Fyssher was looking behind himself, checking their course toward a large cresset burning to mark the landing place they were headed for, so he only shrugged one shoulder in answer. It was Owyn who said, “Ah, well, there’s hard and then there’s hard, isn’t there?”
“You don’t want to cross him, that’s sure,” said George. “But he deals fair with those that deal fair with him. I don’t ask more of a man than that.”
“He’s a good master,” Fyssher said. “That’s what I know. More right, Owyn. There we go. Hold there.”
Taken up with the boat coming into the quay—Fyssher and Owyn doing, Joliffe and George watching—they let talk fall away until the boat nudged gently to a stop against the stairs, and Fyssher reached out to grasp a metal ring to keep them there. Skillful with familiarity, George stood up and stepped out easily, then turned to offer his hand to Joliffe. Still not sure of his footing on the gentle rocking of the boat, Joliffe took his help readily and with thanks.
“I’m to see you to as near your door as you feel safe,” George said. “They’ll wait here for me.”
Joliffe took coins from his belt-pouch and gave one each to Owyn and Fyssher, saying, “Here’s for drink to warm you once you’re home.”
While Fyssher took the coins with thanks, Owyn pulled a leather bottle from under his seat, saying, “We’ve something for tonight, but that’ll pay for tomorrow’s. Saint Nicholas keep you well.”
“And you,” Joliffe returned.
With a pointing finger but in jest more than worry, George warned, “Just mind you don’t drink so much of that you can’t row me straight back.”
Fyssher and Owyn laughed. The bottle was passing from one to the other as George led Joliffe away, across the quay toward the lantern-lighted mouth of a street. There were no people about, and Joliffe asked, “Has it gone curfew?”
“Near enough. When the nights draw on cold like this, people tend to be home the sooner,” George said. “Whereabouts St. Paul’s do you want to go?”
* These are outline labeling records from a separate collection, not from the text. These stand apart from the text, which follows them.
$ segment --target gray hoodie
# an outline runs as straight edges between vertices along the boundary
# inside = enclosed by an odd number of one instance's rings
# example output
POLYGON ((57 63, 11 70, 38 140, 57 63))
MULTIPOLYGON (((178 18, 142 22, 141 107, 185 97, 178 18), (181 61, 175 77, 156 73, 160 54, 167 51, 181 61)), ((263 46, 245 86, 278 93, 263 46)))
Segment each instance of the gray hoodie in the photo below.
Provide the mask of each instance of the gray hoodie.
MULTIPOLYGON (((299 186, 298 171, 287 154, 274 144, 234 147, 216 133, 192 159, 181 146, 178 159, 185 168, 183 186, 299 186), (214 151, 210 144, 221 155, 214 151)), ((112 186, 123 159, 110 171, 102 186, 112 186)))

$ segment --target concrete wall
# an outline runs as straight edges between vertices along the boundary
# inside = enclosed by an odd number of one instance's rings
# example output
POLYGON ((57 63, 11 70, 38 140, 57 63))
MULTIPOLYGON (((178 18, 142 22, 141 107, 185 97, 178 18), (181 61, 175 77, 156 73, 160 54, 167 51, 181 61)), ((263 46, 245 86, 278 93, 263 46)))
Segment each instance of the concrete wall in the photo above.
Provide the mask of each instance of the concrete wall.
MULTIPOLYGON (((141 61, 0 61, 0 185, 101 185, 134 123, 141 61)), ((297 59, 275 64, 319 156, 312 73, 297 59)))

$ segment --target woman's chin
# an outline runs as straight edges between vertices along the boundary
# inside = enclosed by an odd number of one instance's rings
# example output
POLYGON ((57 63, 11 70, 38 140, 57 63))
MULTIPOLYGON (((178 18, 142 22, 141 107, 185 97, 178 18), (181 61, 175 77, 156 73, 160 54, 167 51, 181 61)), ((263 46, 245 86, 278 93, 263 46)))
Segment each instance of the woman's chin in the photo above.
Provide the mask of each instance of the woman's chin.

Joliffe found himself unwilling to let the man know where he came from and said, “If you see me past the east end, I can get myself from there.”
“We’ll go this way then,” George said, “and bear up Bread Street. That’ll put us there without we come too near the duke of Gloucester’s palace and lessen chance of meeting any of his folk. If you’ve no mind against it, would you walk a pace or two behind my left shoulder? That way if anyone comes at us, one of us will have a little more warning than the other. You any good with a dagger?”
“Good enough,” Joliffe said. He was better with a club, but that was beside the point since there was no club to hand. With a queasy remembering that two nights ago walking apart had not saved much, he asked, “Are we likely to be attacked?”
“No,” George said, but Joliffe noted he had shifted his cloak back, leaving clear the hilt of the sword on his left hip. “The constables keep a tight hand on their wards, mostly, and our way should be lighted well enough. But always better wary than not, I say.”